La sociedad indignada

Cuando la sociedad civil organizada se lanzó a las calles el pasado domingo en demanda de que el Estado mexicano y sus gobiernos garanticen el derecho básico a la seguridad en vidas y bienes, muchos nos sentimos sorprendidos por la magnitud del suceso. Los ataques y descalificaciones lanzadas por el jefe de gobierno de la ciudad de México contra dicha movilización, nos generaron desconcierto y evidentemente desconfianza. Muchos no deseamos vernos identificados con el Yunque o con cualquier organización de derecha radical, intolerante y sectaria. Sinceramente por eso no acudí a la correspondiente marcha en Guanajuato capital. Hoy me arrepiento de no haberlo hecho, al reconocer que la gran mayoría de (si no es que todos) los asistentes efectivos fueron ciudadanos honestos, participativos y hastiados de la lastimosa situación de la justicia y la seguridad en México.
En esto sí que metió la pata el peje.
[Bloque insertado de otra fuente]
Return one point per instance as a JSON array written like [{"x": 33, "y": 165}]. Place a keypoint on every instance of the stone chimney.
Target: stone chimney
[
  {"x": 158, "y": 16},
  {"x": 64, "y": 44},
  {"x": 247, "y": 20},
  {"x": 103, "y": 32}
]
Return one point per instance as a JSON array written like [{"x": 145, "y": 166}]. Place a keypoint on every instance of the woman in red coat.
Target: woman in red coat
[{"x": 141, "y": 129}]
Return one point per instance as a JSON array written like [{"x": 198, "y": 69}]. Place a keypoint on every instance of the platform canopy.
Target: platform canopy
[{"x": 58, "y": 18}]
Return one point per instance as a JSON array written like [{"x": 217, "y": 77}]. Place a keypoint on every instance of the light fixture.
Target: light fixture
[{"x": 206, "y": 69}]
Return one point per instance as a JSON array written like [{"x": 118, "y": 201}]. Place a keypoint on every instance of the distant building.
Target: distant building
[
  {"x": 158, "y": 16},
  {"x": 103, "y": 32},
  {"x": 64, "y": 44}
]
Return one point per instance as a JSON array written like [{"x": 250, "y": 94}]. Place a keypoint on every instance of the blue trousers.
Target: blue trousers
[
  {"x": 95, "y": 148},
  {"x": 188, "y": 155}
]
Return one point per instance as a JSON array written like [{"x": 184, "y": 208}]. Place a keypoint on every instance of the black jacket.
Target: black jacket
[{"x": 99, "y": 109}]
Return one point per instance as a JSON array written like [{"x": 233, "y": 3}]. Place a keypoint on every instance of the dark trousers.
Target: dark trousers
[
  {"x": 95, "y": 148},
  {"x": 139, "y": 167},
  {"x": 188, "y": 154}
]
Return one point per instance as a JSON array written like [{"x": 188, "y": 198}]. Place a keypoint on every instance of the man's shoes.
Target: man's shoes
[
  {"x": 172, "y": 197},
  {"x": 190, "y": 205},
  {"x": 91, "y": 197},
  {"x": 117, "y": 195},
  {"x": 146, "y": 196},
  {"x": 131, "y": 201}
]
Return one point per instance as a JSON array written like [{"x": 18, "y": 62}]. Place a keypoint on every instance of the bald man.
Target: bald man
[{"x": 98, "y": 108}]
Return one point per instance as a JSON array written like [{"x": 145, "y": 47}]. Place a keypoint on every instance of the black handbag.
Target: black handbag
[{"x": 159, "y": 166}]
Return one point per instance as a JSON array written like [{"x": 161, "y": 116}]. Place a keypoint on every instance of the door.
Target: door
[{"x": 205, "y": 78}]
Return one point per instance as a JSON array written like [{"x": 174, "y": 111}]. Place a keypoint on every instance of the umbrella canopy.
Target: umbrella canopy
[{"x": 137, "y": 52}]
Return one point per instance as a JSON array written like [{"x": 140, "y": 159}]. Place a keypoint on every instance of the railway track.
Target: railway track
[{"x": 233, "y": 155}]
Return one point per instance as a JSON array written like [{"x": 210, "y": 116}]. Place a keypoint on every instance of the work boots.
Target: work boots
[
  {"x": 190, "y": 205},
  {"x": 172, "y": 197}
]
Trató de satanizar un movimiento social a partir de que algunos de los líderes están identificados con una ideología conservadora y puritana. Esto podrá ser cierto, pero eso no descalifica la profunda justicia de las demandas. Uno podrá ser de derechas o de izquierdas, y eso no nos hará inmunes o indiferentes a la violencia social, al allanamiento, a la violación, al secuestro o al asalto. Todos somos parte de la clientela de los maleantes.
Por otra parte, culpar sistemáticamente a los factores estructurales de los inquietantes índices de delincuencia, como lo hace el peje, es sacarle al bulto a una cuestión fundamental: el estado de derecho debe mantenerse vigente incluso en situaciones de crisis económica o social. El Estado tiene la obligación de aplicar la ley a toda costa, sin excusas. Es cierto que la degradación de los niveles de bienestar en las familias mexicanas ha lanzado a miles de individuos desesperados a transgredir las normas básicas de convivencia, pero eso no ayuda a explicar por qué los reclutas principales de las filas del crimen provienen de las policías, ni tampoco el que los ministerios públicos sean incapaces de culminar sólidamente las averiguaciones que sustentarán la aplicación de la justicia, o que los jueces todavía no sean garantes de objetividad y buen sentido, o que el poder económico de los narcos (y de otros) pueda aún corromper a oficiales y a políticos, o que la justicia se convierta en arma política (como paradójicamente le está sucediendo al peje), etcétera. El comportamiento de los agentes del Estado responsables de la prevención, la procuración y la impartición de justicia refleja no una crisis económica, sino una crisis moral y de ética personalísima. El bajísimo nivel educativo y cultural de los mexicanos se combina peligrosamente con una moralidad elemental, cerril, egoísta e incivil. Y eso es un caldo de cultivo moral para el florecimiento de actitudes hostiles hacia el prójimo, que se materializan en los abusos mutuos, la justificación familiar del abuso y la contracultura del cinismo. Crecientes sectores de la población urbana han incursionado en la oscurantismo moral que implica el aceptar y asumir que se puede vivir (y vivir bien) de la agresión, del abuso y del engaño. Y lo grave es que siempre habrá excusas para justificar la anomia social.
Aunque tarde (¡lo lamento!), me uno a las demandas cívicas en pro del respeto a nosotros mismos y el rechazo a toda forma de sometimiento y humillación de los justos en manos de los prevaricadores. Y si la derecha extrema lo pide, los de centro y los de izquierda deben apoyarlos, pues estamos hablando de la supervivencia misma de la sociedad en que vivimos. Los derechos humanos fundamentales no son materia de debate político o de acuerdos de élite, deben ser más bien uno de los pocos puntos de confluencia ideológicos, y que no se cuestione la importancia de que sean respetados sin chistar.
Felicito a los organizadores y a la propia sociedad y su opinión pública por el éxito de la mega marcha. No me importa que algunos de ustedes difieran de mis formas de pensar; al final lo que trasciende es nuestra naturaleza ciudadana común y la demanda de un mundo mejor para nuestros hijos, al menos similar al que nos heredaron nuestros padres hace 20 años, cuando México era considerado en el mundo como un país pacífico y emprendedor.